At the university level, however, the question will always be what constitutes a “solid academic program?” Put another way, what constitutes a solid liberal arts education? For me personally, the education I received in one year in Innsbruck (1966-67 — yes, the year Ara and Notre Dame were national champions) was not only solid and challenging academically, given my level of competency in German, but also “liberal” and liberating in the finest tradition of the liberal arts.
Viewing the Pieta, for example, in person at St. Peter’s in Rome was far different and far more rewarding than viewing slides of the Pieta presented in an auditorium on campus at Notre Dame during art appreciation class.
The Notre Dame founding fathers of the Innsbruck and Angers programs got it right. Put Notre Dame students in university towns similar in size and composition (conservative, Catholic) to Notre Dame, allow every student with at least a basic understanding of the foreign language to attend, keep the cost of attending nearly equal to the yearly cost of attending Notre Dame, provide Notre Dame priests (Fr. Broestle, in our case) or University professors to run the programs on site and the building blocks of a successful program would be in place.

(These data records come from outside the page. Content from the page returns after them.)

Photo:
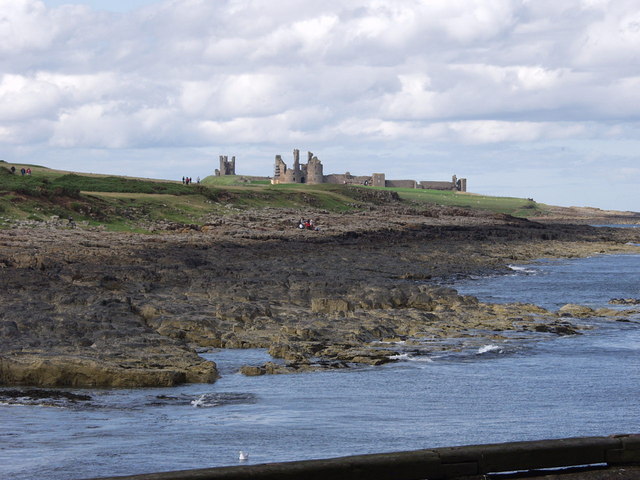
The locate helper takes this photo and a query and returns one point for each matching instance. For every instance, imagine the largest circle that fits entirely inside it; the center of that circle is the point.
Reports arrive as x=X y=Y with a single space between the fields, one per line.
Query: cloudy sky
x=527 y=98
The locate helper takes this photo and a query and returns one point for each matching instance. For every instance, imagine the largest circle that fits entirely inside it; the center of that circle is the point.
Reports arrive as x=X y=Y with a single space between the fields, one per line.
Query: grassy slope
x=122 y=203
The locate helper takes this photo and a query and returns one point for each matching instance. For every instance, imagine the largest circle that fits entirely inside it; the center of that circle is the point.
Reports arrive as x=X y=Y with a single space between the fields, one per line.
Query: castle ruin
x=226 y=167
x=311 y=172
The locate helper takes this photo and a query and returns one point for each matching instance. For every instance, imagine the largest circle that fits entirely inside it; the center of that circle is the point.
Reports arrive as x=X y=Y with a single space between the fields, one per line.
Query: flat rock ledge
x=81 y=308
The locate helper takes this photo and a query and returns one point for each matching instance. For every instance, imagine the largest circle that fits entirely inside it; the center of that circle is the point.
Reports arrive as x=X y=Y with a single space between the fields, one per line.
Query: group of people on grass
x=307 y=224
x=23 y=171
x=189 y=180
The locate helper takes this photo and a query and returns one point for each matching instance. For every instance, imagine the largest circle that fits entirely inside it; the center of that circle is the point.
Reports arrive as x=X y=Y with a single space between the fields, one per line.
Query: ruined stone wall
x=314 y=170
x=438 y=185
x=401 y=183
x=348 y=179
x=378 y=180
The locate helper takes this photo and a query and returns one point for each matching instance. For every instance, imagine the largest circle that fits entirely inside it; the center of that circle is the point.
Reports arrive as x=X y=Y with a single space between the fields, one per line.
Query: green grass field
x=124 y=203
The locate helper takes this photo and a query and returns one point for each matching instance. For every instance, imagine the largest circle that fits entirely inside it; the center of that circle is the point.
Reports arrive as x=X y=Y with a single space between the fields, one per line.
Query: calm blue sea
x=550 y=387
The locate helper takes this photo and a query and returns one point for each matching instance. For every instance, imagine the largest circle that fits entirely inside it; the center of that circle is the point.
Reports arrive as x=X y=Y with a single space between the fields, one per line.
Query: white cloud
x=408 y=75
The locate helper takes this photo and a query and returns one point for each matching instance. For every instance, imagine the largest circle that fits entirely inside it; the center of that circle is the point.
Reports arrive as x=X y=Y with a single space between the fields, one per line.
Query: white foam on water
x=489 y=348
x=520 y=268
x=405 y=357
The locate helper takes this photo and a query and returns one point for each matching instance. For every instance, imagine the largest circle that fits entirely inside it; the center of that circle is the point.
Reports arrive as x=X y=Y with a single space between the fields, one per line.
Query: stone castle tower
x=310 y=172
x=226 y=167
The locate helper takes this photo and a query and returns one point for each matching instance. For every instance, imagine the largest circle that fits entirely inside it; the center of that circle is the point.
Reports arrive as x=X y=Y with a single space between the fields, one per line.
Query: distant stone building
x=311 y=172
x=226 y=167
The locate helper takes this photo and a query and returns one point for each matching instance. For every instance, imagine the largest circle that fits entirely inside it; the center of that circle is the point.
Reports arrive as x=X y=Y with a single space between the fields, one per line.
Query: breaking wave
x=489 y=348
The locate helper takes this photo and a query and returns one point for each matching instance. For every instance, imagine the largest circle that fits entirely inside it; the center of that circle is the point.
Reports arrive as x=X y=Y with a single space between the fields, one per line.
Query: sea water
x=547 y=387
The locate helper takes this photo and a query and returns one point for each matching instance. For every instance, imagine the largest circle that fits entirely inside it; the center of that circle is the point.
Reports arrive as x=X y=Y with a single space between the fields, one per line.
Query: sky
x=527 y=98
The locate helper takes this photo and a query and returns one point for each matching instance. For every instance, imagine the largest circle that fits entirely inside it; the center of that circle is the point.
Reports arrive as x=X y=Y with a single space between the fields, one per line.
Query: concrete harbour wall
x=434 y=464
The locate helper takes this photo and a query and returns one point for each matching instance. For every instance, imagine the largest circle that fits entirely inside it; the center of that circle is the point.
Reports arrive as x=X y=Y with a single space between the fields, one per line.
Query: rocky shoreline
x=86 y=308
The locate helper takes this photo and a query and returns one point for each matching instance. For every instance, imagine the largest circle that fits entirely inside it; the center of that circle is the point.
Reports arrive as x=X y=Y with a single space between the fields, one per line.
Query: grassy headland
x=124 y=203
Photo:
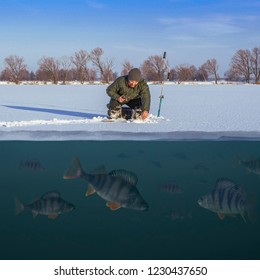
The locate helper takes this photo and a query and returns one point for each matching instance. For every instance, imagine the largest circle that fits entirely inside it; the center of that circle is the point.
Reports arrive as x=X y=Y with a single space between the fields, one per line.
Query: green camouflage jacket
x=120 y=87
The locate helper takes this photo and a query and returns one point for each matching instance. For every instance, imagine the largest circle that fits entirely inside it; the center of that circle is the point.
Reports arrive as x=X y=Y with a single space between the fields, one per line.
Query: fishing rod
x=161 y=97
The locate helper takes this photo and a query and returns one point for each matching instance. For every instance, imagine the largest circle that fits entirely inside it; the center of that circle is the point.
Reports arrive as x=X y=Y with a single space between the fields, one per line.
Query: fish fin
x=19 y=206
x=51 y=194
x=99 y=170
x=90 y=190
x=243 y=216
x=221 y=216
x=113 y=205
x=125 y=175
x=35 y=214
x=251 y=208
x=74 y=171
x=53 y=216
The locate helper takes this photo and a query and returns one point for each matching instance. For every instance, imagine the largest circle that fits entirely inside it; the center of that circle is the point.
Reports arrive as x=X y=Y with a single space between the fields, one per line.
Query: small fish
x=49 y=204
x=117 y=188
x=171 y=187
x=200 y=168
x=227 y=198
x=179 y=214
x=180 y=155
x=122 y=155
x=252 y=165
x=32 y=164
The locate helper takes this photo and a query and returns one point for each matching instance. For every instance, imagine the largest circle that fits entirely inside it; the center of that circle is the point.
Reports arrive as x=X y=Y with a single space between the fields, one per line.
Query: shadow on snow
x=58 y=112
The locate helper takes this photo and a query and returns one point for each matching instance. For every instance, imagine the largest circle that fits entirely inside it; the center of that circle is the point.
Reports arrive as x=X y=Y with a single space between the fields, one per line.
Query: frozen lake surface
x=76 y=112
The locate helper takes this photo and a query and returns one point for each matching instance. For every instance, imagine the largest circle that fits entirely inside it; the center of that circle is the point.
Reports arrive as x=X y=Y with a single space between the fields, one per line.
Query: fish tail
x=251 y=208
x=19 y=206
x=75 y=170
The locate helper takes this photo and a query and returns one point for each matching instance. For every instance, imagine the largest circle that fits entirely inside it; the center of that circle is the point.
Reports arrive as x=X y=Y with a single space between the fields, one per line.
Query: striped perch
x=117 y=188
x=227 y=198
x=50 y=204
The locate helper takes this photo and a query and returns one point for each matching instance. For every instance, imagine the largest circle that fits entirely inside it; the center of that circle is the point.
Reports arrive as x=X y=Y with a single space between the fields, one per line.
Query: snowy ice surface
x=75 y=112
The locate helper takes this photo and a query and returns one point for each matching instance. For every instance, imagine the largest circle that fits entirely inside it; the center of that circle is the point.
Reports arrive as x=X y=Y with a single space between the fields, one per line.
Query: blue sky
x=189 y=31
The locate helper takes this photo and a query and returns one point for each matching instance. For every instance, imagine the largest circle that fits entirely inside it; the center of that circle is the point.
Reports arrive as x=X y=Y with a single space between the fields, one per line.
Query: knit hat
x=134 y=75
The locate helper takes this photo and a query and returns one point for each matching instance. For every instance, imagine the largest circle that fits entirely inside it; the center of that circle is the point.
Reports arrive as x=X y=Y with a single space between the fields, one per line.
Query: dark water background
x=175 y=227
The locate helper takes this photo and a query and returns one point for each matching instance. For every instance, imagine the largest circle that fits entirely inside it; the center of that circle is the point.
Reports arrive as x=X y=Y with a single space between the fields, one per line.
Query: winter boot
x=115 y=113
x=127 y=113
x=137 y=113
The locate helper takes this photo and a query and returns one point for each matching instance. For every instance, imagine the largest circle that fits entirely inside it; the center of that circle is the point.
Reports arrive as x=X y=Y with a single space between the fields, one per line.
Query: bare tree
x=127 y=66
x=154 y=68
x=80 y=60
x=211 y=67
x=15 y=69
x=50 y=67
x=105 y=68
x=202 y=74
x=255 y=63
x=65 y=65
x=185 y=72
x=241 y=64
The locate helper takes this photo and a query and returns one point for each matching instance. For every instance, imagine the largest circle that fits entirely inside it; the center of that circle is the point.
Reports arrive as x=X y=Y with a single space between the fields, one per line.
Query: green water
x=93 y=231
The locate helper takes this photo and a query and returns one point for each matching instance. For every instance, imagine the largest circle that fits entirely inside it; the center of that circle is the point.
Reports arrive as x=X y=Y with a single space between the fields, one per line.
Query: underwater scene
x=109 y=200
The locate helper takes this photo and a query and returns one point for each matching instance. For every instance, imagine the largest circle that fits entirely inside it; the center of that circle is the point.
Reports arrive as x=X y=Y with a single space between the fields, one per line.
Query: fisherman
x=131 y=90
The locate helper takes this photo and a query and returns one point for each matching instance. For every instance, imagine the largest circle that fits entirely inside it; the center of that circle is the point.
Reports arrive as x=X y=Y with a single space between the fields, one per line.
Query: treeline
x=91 y=66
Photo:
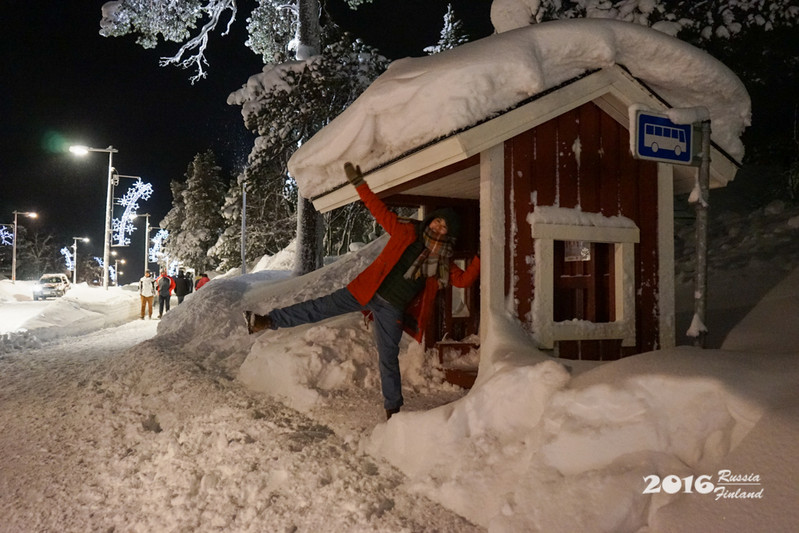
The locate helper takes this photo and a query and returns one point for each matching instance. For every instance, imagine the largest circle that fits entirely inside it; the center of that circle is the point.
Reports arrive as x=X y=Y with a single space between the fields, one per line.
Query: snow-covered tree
x=36 y=254
x=202 y=223
x=277 y=30
x=452 y=34
x=286 y=104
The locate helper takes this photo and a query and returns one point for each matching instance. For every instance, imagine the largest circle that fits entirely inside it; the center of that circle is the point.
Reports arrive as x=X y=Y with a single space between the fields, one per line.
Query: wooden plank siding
x=542 y=168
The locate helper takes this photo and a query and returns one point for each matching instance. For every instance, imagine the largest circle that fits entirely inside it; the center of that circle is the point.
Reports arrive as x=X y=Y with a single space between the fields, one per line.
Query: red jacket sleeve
x=384 y=216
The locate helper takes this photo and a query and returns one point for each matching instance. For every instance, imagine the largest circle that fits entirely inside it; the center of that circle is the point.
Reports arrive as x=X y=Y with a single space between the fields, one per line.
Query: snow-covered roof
x=419 y=100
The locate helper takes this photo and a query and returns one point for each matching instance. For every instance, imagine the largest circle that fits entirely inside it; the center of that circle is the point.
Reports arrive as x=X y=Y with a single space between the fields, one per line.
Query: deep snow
x=203 y=427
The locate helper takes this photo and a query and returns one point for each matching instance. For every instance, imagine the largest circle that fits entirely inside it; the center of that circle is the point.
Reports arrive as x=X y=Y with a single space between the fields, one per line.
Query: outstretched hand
x=354 y=174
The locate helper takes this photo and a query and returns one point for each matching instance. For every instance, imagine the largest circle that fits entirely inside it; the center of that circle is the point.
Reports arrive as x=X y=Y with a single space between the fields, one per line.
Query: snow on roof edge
x=419 y=101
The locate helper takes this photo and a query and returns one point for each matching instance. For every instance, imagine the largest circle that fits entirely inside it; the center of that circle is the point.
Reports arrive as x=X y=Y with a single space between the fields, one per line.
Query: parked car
x=51 y=285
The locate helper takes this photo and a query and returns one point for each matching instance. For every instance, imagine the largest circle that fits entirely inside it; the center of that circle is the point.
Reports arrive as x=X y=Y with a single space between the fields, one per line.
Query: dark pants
x=163 y=302
x=387 y=332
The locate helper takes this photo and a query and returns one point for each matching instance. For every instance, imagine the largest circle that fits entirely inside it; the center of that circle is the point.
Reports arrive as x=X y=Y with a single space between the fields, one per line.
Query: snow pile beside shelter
x=419 y=100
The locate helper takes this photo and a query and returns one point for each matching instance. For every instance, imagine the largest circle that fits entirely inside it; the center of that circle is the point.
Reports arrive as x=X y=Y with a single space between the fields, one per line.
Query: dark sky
x=62 y=83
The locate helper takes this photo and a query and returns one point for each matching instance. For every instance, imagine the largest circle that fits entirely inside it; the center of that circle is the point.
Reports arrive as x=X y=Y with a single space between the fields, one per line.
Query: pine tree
x=195 y=222
x=276 y=29
x=452 y=34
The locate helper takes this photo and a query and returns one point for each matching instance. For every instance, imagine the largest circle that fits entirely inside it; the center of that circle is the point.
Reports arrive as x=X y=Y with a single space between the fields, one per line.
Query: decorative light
x=6 y=237
x=70 y=261
x=124 y=226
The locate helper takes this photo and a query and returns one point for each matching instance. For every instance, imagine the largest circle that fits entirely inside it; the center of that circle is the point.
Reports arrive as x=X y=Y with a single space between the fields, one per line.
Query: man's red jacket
x=402 y=234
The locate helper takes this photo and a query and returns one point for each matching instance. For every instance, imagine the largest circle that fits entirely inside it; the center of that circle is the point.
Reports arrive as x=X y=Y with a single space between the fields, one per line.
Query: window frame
x=623 y=239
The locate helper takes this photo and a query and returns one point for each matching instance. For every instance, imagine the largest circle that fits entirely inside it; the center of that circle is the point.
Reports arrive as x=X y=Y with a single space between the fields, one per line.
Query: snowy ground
x=202 y=427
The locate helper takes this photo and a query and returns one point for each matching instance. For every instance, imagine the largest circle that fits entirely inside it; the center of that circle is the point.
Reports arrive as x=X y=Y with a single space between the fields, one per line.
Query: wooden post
x=700 y=280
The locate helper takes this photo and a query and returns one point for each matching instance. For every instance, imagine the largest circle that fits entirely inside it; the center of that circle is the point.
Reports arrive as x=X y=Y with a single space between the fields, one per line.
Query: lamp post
x=75 y=257
x=14 y=244
x=83 y=150
x=116 y=269
x=146 y=241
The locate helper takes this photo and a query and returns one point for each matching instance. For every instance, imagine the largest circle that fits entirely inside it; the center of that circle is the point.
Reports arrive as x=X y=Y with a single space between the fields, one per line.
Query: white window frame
x=546 y=330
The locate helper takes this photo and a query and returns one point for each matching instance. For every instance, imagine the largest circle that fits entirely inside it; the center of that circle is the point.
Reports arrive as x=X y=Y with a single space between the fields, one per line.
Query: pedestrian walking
x=165 y=286
x=147 y=291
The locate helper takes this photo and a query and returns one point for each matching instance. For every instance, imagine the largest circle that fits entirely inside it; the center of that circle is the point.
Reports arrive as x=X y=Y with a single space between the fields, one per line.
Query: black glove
x=353 y=174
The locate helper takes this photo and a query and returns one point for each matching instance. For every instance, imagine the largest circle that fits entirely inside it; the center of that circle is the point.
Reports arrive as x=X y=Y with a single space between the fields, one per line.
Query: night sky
x=63 y=83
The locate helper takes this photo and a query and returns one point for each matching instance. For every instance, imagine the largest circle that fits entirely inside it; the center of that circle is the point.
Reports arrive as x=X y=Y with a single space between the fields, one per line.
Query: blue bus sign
x=659 y=139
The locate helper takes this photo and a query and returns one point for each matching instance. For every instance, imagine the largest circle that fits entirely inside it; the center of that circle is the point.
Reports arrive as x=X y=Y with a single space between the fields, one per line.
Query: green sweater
x=397 y=290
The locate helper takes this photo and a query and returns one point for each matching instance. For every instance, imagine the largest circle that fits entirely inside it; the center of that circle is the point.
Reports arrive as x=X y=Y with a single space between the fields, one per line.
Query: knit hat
x=450 y=216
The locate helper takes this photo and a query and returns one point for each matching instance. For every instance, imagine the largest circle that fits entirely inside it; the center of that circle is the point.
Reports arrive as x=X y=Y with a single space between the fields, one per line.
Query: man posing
x=147 y=292
x=402 y=281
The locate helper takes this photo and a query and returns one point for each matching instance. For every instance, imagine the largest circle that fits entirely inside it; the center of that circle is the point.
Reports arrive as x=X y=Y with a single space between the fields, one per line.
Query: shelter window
x=584 y=277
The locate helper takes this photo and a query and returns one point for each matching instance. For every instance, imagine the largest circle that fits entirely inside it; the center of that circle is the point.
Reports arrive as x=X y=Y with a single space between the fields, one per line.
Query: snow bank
x=81 y=310
x=418 y=100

Thanks in no small part to the competency in German I developed in Innsbruck, I eventually met and married a wonderful German girl from Stuttgart nearly 40 years ago. As a result of our marriage I have had the unique opportunity to make the acquaintance of many German-speaking people in Switzerland, Germany, Austria and even Hungary (Donauschwaben). To this day, however, when visiting Europe I still feel most at home in “meinem zweiten Heimatsland Oesterreich.”
Please consider — or reconsider, OIS administrators — the impact certain programs may have on the lives of your students. Not everything can be measured in successful careers or in dollars and cents. Some things can only be measured by the heart and by common sense.